A maior descoberta de minha vida

A maior descoberta de minha vida


Descobri que o que sou mesmo é “INVENTOR”

Invento consertos e soluções

Invento músicas, letras e instrumentos

Invento artes plásticas e reinvento coisas do lixo

Invento poesias e poéticas...

Invento tanto, todos os dias,

Que desconfio ser eu minha maior invenção.

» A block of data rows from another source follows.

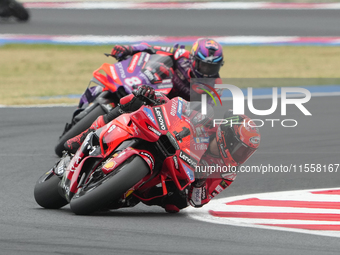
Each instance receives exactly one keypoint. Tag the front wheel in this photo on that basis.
(46, 192)
(100, 193)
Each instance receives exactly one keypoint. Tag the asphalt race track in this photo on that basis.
(27, 140)
(28, 136)
(179, 22)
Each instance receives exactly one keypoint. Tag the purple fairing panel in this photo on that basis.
(141, 68)
(89, 95)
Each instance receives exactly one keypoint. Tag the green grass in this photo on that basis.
(29, 72)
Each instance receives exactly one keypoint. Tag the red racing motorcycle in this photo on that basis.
(110, 82)
(118, 164)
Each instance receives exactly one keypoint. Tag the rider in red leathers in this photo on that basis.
(204, 61)
(229, 145)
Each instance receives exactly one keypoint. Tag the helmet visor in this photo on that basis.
(207, 68)
(237, 149)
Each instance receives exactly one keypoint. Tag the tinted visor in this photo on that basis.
(237, 149)
(207, 68)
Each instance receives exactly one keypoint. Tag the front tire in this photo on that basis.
(46, 192)
(97, 195)
(79, 127)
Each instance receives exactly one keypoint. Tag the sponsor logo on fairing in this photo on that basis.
(160, 118)
(141, 59)
(149, 157)
(149, 114)
(187, 159)
(154, 130)
(173, 107)
(204, 193)
(121, 70)
(173, 140)
(133, 63)
(175, 162)
(111, 128)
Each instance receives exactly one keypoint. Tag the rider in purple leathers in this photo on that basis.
(204, 61)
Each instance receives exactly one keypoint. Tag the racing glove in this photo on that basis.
(134, 101)
(121, 51)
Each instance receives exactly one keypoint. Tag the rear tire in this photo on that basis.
(46, 192)
(97, 195)
(79, 127)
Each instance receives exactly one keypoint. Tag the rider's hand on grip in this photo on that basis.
(121, 51)
(146, 93)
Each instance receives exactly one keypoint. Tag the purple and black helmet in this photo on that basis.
(207, 57)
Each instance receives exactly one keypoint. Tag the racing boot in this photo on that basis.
(73, 144)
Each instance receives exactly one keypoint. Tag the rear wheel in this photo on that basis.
(100, 193)
(46, 192)
(79, 127)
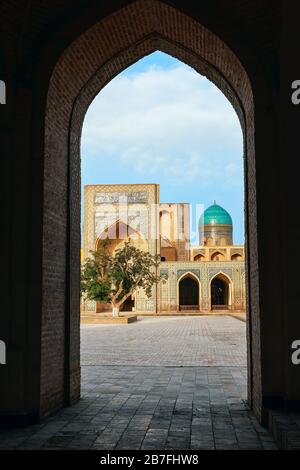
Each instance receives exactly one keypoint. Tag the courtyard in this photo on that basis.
(162, 383)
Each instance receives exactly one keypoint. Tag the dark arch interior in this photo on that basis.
(188, 294)
(219, 293)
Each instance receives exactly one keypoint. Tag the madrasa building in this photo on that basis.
(206, 278)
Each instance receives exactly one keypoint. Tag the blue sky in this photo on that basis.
(161, 122)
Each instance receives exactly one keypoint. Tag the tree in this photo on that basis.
(113, 279)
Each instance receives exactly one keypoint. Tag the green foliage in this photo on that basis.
(113, 279)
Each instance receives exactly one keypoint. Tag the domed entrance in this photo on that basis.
(188, 294)
(219, 294)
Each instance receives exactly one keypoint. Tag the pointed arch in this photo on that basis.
(220, 292)
(188, 292)
(118, 233)
(217, 256)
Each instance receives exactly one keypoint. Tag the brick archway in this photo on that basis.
(82, 70)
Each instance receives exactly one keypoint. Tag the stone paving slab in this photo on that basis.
(186, 341)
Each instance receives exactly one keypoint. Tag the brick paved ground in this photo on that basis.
(151, 402)
(164, 341)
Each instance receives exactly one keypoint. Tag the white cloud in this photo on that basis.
(171, 122)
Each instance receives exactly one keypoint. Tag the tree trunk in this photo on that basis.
(116, 311)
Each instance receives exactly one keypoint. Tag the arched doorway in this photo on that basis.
(188, 293)
(159, 27)
(219, 294)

terça-feira, 27 de novembro de 2012

Findo-Mundo

Se preparou
bastante 
para o fim do mundo
E fez o que quis.
Passou a data
e o mundo não acabou...
Só pra ele!

quarta-feira, 21 de novembro de 2012


Sobre-vida

Devo ter um emprego estável
Uma mulher-escrava
uma vida pacata e sem riscos
Um lar humilde e digno.
O sonho de uma aposentadoria conquistada ano após ano de pagas à previdência...
...conselhos de minha mãe!
Ela quer que eu seja feliz e não sofra!

domingo, 11 de novembro de 2012

Presente-Negro



Negra cultura
Negros tempos – swing-dançante-musical
negro passado escravo
liberto das misérias da alma
Negras a prenderem os sonos e os erotismos dos donos dos negros
Negras vergonhas de assédios imorais
Negro-movimento
Negro-entendimento-transcendente
Negras tragédias e choros negros apartados

Negro-mistério
Orixá
Candomblé
Hip-hop
Samba-choro
Samba-morro
- Vida rica arrancada das ausências -
Negra capoeira – bela dança que fere!
Negro, como tantas outras cores
como a imensidão de sabores
da diversidade...

segunda-feira, 24 de setembro de 2012


À mesa

Naquela mesa, posta diferente neste dia, de modo a acompanhar o formato do salão, estavam gentes de toda espécie, de todas cores, de todos cheiros, de todas vivências. Mas a chegada daquele casal maltrapilho, mijado, fedido e com palhas nos cabelos sebentos, trazidas da rua do último sono dormido incomodaram... os preconceitos suscitados entre os que deveriam ser seus pares também chamou a atenção. Incomodavam porque traziam em si, apesar do maltrapilho e da sujeira, uma vivacidade e um carinho de casal que transbordava pela mesa e ensopava o colo ressecado dos participantes daquele almoço. Um princípio de discussão querido por um, um chamar de atenção tentado por outro e o casal, impávido, respondendo com colheradas oferecidas na boca carinhosamente.
A proposta, trazida como sobremesa por D.Maria e o pessoal do consultório de rua, foi simples:
- Ao som do dedilhado no violão, será lido um poema de Cecília Meireles intitulado “o último andar”.
Ouçamo-lo:

O último andar

No último andar é mais bonito: 
do último andar se vê o mar. 
É lá que eu quero morar. 

O último andar é muito longe: 
custa-se muito a chegar. 
Mas é lá que eu quero morar. 

Todo o céu fica a noite inteira 
sobre o último andar 
É lá que eu quero morar. 

Quando faz lua no terraço 
fica todo o luar. 
É lá que eu quero morar. 

Os passarinhos lá se escondem 
para ninguém os maltratar: 
no último andar. 

De lá se avista o mundo inteiro: 
tudo parece perto, no ar. 
É lá que eu quero morar: 
no último andar. 

Logo após a leitura, mais som de violão, e após, mais leitura do mesmo poema e após, mais violão... tudo orquestrado pelas mãos habilidosas de D.Maria, que queria que prestassem atenção à escuta... na última vez o tocador acompanhou seu dedilhado com um assovio e outro assovio o acompanhou e surpreendeu desafiador os expectadores... Ivaldo era o nome daquele “Raul-seixaniano D.Quixote” que ao tomar o violão pra si protagonizou um belíssimo show com sambas-canções, romantismos e por vezes alguma malandragem do Bezerra da Silva... fez daquele lugar sua saudosa maloca e na sua maluquice não quis saber quem eram todos, não discriminou e ensinou-nos a também não discriminar. O público, ávido por aquele néctar, cantou junto, batucou, empolgou e se apossou daquele momento como nunca antes...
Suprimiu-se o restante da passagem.